During her final two years in office, former Secretary of State Mary Kiffmeyer overpaid employees by $190,000, was personally overpaid for mileage reimbursement and asked to be reimbursed after traveling on 17 occasions when "the public purpose of the trip was not adequately identified."

That's the conclusion of the state legislative auditor's office in a routine report on the office's performance during 2005 and 2006, which was released Friday.

Kiffmeyer, a two-term Republican who lost reelection last November to DFLer Mark Ritchie, didn't return phone calls requesting a reaction to the audit.

In a letter appended to the audit, Ritchie wrote that his office would resolve the major findings of the audit by Aug. 1 and that other more minor findings already have been resolved.

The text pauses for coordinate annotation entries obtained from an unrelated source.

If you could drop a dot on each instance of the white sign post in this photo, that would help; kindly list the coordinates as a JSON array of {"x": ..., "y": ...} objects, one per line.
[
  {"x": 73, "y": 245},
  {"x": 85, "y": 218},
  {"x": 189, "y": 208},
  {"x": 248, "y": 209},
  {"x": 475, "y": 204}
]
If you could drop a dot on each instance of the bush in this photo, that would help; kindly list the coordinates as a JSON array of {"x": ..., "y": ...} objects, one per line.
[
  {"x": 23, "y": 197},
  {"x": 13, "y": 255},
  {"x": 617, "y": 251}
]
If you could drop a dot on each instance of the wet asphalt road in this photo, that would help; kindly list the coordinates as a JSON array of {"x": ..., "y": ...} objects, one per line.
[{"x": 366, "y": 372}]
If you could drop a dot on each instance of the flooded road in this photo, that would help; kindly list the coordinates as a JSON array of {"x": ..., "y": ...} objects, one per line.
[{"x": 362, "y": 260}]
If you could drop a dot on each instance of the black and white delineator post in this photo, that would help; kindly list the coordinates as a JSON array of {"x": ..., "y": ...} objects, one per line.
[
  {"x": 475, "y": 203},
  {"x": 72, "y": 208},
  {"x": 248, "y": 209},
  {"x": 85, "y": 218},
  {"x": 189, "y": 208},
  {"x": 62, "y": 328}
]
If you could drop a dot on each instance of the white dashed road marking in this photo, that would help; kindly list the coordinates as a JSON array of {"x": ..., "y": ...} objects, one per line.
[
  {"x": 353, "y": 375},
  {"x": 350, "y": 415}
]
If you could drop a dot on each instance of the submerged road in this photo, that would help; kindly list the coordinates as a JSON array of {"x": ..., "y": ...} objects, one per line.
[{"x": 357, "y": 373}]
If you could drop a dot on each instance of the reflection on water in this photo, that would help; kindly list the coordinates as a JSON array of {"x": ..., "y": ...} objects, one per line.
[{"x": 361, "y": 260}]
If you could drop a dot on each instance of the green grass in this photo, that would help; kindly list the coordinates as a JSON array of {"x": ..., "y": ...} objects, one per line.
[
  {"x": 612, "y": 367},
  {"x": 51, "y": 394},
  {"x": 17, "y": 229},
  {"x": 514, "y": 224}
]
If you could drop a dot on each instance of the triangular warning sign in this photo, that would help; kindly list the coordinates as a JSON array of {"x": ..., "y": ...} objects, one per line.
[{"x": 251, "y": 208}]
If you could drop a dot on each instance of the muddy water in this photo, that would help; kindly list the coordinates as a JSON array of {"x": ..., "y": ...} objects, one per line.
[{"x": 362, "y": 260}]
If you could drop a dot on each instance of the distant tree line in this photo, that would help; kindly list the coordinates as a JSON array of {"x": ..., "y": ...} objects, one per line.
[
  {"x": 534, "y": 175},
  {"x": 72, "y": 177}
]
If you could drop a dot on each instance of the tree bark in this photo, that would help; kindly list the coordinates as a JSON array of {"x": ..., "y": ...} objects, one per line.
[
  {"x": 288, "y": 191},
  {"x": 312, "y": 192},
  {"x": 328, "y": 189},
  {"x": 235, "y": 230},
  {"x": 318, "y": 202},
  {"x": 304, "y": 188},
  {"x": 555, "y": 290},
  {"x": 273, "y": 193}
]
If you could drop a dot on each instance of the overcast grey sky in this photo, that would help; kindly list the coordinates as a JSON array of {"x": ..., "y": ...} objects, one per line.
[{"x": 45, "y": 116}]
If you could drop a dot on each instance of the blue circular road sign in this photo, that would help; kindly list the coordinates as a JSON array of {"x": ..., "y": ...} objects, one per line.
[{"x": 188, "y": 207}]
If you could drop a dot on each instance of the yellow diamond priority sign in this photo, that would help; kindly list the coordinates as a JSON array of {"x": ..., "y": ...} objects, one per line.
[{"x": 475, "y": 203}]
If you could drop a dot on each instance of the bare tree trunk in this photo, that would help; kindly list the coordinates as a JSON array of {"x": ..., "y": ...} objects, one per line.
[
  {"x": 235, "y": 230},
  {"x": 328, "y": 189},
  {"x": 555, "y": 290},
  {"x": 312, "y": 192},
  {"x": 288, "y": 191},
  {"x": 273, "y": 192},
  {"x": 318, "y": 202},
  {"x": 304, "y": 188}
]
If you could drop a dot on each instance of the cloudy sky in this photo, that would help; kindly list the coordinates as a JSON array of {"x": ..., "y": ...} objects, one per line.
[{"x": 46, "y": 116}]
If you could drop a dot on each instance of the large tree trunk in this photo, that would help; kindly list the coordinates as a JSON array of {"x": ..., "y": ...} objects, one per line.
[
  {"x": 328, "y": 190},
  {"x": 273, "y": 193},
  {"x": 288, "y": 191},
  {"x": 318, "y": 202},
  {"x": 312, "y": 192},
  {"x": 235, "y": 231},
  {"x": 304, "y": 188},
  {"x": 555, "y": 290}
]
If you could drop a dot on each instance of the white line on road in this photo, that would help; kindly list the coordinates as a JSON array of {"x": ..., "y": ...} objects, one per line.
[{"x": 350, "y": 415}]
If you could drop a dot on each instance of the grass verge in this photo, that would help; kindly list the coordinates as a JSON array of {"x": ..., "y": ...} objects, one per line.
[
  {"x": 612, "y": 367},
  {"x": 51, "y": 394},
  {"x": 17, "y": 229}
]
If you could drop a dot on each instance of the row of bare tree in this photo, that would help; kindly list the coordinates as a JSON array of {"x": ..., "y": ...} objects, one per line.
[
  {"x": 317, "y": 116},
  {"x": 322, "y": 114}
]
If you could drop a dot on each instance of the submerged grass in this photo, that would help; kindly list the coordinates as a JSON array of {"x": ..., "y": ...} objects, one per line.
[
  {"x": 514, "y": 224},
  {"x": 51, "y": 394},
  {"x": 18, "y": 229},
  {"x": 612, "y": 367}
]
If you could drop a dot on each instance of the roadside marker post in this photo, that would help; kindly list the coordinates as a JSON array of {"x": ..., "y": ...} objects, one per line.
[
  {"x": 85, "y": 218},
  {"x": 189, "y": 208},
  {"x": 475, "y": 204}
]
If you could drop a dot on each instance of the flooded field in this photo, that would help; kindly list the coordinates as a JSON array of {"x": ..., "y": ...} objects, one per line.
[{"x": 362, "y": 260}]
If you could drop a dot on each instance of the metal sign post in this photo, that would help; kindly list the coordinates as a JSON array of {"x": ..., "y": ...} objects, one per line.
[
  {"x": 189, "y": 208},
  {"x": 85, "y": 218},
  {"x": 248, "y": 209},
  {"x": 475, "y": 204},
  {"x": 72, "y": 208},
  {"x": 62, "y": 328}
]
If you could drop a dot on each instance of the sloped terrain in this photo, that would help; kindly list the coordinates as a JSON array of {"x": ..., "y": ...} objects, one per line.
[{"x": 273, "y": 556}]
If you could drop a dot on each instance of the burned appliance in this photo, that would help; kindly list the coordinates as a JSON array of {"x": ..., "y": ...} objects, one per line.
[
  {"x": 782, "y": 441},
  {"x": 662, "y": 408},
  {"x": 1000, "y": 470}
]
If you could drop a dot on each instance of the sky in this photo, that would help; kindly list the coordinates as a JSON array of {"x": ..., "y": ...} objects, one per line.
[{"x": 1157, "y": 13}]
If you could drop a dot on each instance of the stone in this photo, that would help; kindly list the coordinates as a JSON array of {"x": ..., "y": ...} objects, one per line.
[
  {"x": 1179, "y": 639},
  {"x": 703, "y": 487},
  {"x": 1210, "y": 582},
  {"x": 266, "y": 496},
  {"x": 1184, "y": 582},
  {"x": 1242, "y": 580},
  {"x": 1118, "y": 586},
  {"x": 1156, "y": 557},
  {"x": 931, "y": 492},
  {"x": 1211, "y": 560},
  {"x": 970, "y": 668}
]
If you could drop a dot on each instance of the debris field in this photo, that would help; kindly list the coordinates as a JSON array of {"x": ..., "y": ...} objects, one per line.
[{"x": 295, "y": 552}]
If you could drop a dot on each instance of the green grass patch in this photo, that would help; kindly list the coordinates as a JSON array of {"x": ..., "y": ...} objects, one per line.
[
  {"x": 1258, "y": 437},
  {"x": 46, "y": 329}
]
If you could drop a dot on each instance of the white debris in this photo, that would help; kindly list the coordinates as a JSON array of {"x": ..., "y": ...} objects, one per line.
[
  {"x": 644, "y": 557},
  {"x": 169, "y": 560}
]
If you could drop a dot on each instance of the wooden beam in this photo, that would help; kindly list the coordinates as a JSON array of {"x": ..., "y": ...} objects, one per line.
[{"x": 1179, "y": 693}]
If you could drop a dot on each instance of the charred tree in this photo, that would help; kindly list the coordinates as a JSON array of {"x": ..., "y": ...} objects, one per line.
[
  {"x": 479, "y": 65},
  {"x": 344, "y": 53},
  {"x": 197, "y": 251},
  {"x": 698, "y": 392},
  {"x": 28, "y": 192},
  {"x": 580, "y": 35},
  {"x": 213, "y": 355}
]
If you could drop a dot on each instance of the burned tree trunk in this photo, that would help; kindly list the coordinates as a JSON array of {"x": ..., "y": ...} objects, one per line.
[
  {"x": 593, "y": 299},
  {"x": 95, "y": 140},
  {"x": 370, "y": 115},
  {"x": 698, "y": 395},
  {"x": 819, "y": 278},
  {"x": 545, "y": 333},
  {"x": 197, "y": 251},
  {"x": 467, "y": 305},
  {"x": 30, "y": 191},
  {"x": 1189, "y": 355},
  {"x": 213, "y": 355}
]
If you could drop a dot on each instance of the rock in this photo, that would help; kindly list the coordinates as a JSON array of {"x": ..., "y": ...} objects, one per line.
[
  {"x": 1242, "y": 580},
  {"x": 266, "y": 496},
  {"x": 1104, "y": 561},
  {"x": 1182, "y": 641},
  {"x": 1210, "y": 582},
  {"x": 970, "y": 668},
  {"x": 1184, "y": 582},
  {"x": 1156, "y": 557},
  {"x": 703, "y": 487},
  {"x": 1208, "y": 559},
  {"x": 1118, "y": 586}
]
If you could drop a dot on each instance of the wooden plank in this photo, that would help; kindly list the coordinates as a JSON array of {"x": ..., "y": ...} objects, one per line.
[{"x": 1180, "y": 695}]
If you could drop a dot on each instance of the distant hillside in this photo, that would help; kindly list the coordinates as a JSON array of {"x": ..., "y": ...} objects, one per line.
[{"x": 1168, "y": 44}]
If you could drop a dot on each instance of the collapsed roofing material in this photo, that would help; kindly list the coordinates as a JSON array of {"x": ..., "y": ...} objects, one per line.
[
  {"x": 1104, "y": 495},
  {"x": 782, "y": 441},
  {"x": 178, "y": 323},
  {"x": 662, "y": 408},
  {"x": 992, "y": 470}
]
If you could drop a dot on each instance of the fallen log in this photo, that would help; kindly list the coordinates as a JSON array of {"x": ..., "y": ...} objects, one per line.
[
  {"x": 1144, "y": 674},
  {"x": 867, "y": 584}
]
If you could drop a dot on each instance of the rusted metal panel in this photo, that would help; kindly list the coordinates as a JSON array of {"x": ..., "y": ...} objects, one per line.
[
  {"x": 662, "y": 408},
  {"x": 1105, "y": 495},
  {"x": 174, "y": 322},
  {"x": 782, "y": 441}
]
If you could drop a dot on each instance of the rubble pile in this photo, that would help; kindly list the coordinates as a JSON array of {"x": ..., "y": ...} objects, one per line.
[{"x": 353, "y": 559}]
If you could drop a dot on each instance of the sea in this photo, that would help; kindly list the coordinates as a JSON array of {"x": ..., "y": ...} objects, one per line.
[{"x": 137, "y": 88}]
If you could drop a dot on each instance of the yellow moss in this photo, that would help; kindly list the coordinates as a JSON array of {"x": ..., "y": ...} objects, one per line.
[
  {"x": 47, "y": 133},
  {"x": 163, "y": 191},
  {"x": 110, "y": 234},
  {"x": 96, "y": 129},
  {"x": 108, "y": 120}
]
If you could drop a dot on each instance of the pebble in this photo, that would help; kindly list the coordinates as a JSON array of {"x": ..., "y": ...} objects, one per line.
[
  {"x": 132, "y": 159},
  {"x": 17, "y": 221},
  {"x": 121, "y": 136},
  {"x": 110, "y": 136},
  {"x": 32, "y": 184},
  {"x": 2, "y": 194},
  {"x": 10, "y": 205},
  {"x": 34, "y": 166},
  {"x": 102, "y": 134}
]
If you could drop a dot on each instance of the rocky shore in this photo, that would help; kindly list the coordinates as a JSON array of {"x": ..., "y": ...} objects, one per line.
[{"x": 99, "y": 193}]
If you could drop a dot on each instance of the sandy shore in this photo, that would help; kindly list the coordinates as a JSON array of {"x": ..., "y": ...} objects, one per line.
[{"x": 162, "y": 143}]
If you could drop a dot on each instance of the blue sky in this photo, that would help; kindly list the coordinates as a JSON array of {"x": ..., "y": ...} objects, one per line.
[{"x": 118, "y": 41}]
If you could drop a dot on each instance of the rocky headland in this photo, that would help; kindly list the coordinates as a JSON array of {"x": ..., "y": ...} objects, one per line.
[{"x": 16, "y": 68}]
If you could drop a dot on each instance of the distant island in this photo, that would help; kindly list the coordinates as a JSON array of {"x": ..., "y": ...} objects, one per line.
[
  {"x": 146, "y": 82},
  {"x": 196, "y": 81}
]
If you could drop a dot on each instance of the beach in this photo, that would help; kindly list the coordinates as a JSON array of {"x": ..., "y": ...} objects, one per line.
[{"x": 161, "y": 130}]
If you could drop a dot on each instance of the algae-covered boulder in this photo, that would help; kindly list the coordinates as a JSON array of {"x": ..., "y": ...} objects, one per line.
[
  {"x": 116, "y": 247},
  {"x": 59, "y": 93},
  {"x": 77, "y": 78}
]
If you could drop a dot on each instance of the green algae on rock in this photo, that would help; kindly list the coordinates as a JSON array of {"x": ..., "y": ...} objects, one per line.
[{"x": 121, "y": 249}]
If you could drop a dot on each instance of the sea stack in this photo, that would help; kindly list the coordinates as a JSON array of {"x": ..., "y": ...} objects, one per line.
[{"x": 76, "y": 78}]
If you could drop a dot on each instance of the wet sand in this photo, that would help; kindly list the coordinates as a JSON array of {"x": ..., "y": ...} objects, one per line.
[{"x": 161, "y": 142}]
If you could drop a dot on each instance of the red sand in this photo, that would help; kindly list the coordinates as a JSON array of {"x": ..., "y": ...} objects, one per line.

In dollar terms, the most significant finding involved 16 department employees who were hired at a pay rate that exceeded their collective bargaining agreement by as much as $11 an hour, costing the state $160,000.

After a 17th employee was promoted, the employee was overpaid by $11,000.

Employee Relations Commissioner Patricia Anderson said Friday that her department hasn't figured out how to recover the money, a process complicated because some of the workers are no longer on the state payroll. Only six are still employed by the secretary of state's office.

"It's significant dollars," Anderson said. She added that some of the workers probably would have received authorization for the extra pay had the requests been put through the right channels. "For some it was justified, and for some it was not," she said.

Ritchie has been properly following procedures for submitting pay assignments to Anderson's office, she said.

In his letter to the legislative auditor, Ritchie wrote that department officials under Kiffmeyer believed they didn't need the Employee Relations Department to sign off on pay-rate decisions. He also wrote that he has asked Anderson's office to review those decisions during the period covered by the audit.

As for Kiffmeyer's travels and mileage, the audit found that she had been overpaid an unspecified number of times by charging for trips from her home in Big Lake to destinations, instead of from her office on the State Capitol campus.

Six times, it concluded, she claimed reimbursement for the 52-mile trip from her home to Minneapolis-St. Paul International Airport instead of the 8-mile trip from the State Office Building to the airport. For six trips to the State Fairgrounds, she was reimbursed for a 47-mile trip instead of the 5-mile trip from her office to the fairgrounds.

Among the 17 occasions when Kiffmeyer traveled without making clear the public purpose were trips "between the airport and home, various receptions, celebrations and charity events," the audit found.


The Associated Press contributed to this report.